Nesse cenário, correta a sentença ao reconhecer o cabimento de indenização correspondente ao valor locativo do imóvel, a partir do momento em que a UFRJ passou a ocupá-lo com exclusividade, sob pena de enriquecimento sem causa.
Também não merece reparo a determinação de apuração do quantum indenizatório em fase de cumprimento de sentença, mediante aferição do valor locativo de mercado, afastando-se, com acerto, o critério unilateralmente pretendido pelas autoras.

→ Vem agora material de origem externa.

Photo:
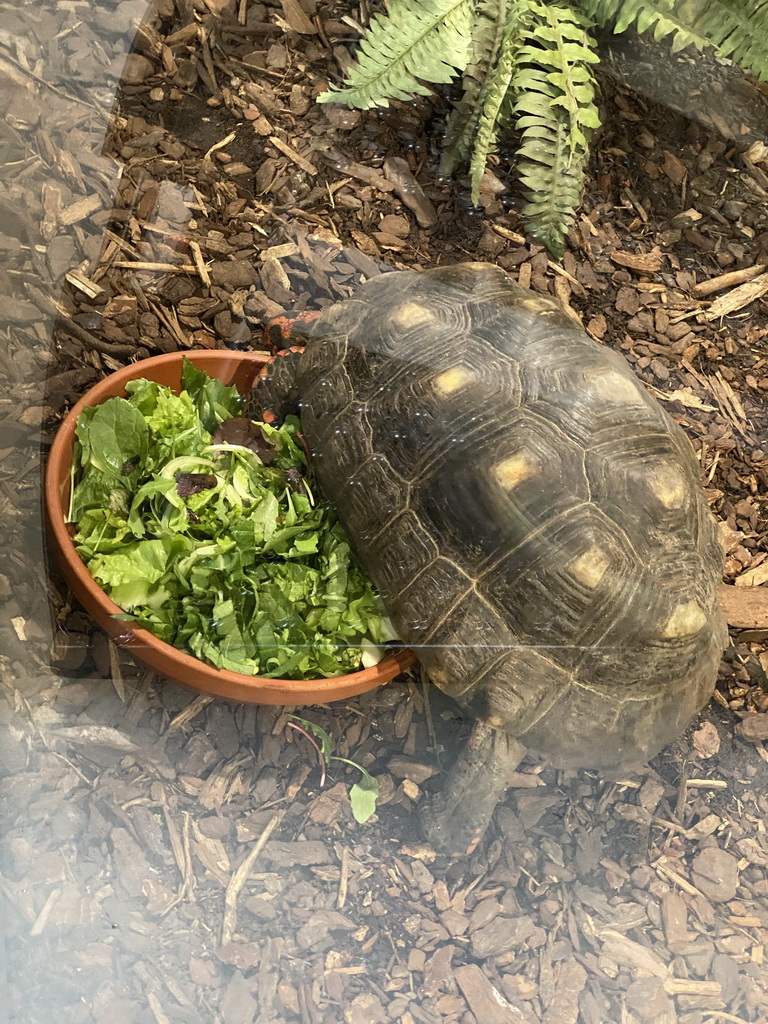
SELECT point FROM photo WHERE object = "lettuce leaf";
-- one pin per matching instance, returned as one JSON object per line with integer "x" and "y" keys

O marco temporal delimitado pelo juízo originário — computado a partir do instante em que configurada a ocupação exclusiva da autarquia até a data de entrega das chaves (14/08/2024) — atende aos princípios da razoabilidade e da vedação ao dano injusto, carecendo o apelo de fundamentos aptos a alterar tais balizas.
Em atenção ao art. 85, §11, do CPC, majoro em 1% (um por cento) os honorários advocatícios fixados na sentença, observados os limites legais previstos nos §§2º, 3º e 11 do referido dispositivo.
Ante o exposto, voto no sentido de NEGAR PROVIMENTO à apelação, mantendo integralmente a sentença."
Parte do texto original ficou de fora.